Your skin operates as a barrier to guard the body against things like bacteria, water reduction, as well as other dangerous contaminants. The epidermis, the outermost layer is the layer in continuous contact with all the surroundings. While it sheds skin cells frequently, it may sustain damage from wounds and scrapes, disease, or the sunlight. The epidermis consists of some different kinds of cells.

Actinic Keratosis

Actinic keratosis is just another form of red, pink, or rough spots of skin on sun-exposed regions of the body. That is the most frequent type of pre cancer and may grow into basal cells carcinoma in patients having a history of two or even more skin cancers (Skin Cancer Foundation, 2012).

These lesions also can be a harbinger for squamous cells carcinoma, while uncommon, as well as the two in many cases, is misdiagnosed as one another.

Basal Cell Carcinoma

Basal cells constitute the lowest layer of the epidermis, the basal layer. Cancer in this region is called basal cells carcinoma. Also, it represents about 80 percent of instances of skin cancer (Columbia University, 2009).

Common in the head and neck, basal cells carcinoma is slow-growing cancer that seldom spreads to the rest of the body.

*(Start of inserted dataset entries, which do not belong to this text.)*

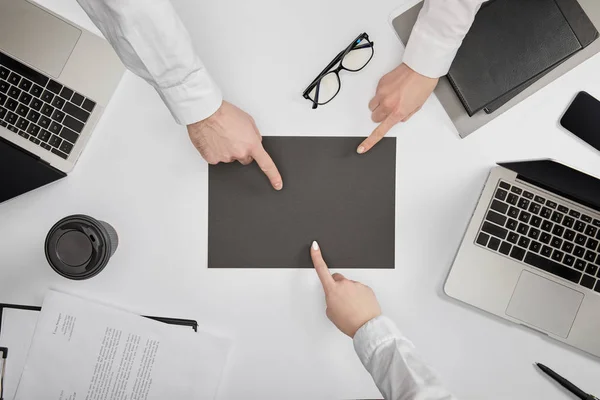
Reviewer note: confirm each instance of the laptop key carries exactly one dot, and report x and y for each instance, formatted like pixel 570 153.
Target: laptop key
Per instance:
pixel 36 90
pixel 77 99
pixel 44 136
pixel 58 116
pixel 552 267
pixel 535 246
pixel 33 116
pixel 558 230
pixel 482 238
pixel 54 127
pixel 557 255
pixel 574 214
pixel 546 251
pixel 501 194
pixel 569 235
pixel 588 281
pixel 73 124
pixel 590 256
pixel 517 253
pixel 66 147
pixel 592 269
pixel 591 230
pixel 512 199
pixel 547 226
pixel 505 248
pixel 534 233
pixel 54 86
pixel 568 247
pixel 47 96
pixel 494 230
pixel 535 208
pixel 522 229
pixel 496 218
pixel 499 206
pixel 524 242
pixel 55 141
pixel 36 104
pixel 88 105
pixel 546 212
pixel 524 217
pixel 556 243
pixel 523 203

It generally reveals on your skin as raised lumps that are pink. Infiltrative basal cells carcinoma can appear translucent with blood vessels close to the skin’s surface.

Squamous Cell Carcinoma

Squamous cell carcinoma can affect cells in the middle layer of the epidermis. It’s generally more aggressive than basal cell carcinoma. It appears as red, scaly, and rough skin lesions, usually on sun-exposed areas such as ears, head, neck, lips, and hands.

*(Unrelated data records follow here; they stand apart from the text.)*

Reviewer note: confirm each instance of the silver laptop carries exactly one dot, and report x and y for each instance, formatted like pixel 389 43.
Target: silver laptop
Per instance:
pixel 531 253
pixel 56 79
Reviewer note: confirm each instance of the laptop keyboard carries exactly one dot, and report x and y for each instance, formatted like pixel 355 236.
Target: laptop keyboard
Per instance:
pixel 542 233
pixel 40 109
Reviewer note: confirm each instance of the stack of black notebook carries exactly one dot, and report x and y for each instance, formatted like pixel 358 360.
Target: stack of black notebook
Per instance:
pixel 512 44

Similiar reddish spots could be squamous cell carcinoma in situ (Bowen’s disease), the first type of squamous cell cancer.


It happens in the skin cells that create pigment, plus it creates lesions or moles that follow an ABCDE designs within their irregularities:

  • Asymmetrical shape
  • Edge irregularities
  • Color
  • Diameter
  • Progression of the lesion

The Four Major Forms Of Melanoma

  • Superficial spreading melanoma: The most frequent kind; lesions usually are flat, irregular in shape, and include varying hues of brown and black. It may happen at any given age.
  • Lentigo maligna melanoma: Typically influences the aged; includes lesions that are big, level, brownish.
  • Nodular melanoma: Can be dark blue, black, or reddish-blue, but might not have any color in the slightest. It generally begins as a raised spot.
  • Acral lentiginous melanoma: The least common kind; usually impact the palms, soles of the feet, or under finger and toe nails.

Kaposi’s Sarcoma

While not generally considered a skin cancer, Kaposi’s sarcoma is another kind of cancer that includes skin lesions which are brownish red too blue in color and usually seen on the feet and the legs. It impacts the cells that line blood vessels near your skin. This cancer is often related to patients with AIDS and is the result of a form of herpes virus.

Who’s In Danger?

While you can find some different kinds of skin cancers, most share the same risk factors, including:

  • Lengthy exposure to UV rays found in sunlight
  • Fair complexion
  • Organ transplant

Nevertheless, people that have dark complexion or young people can grow skin cancer.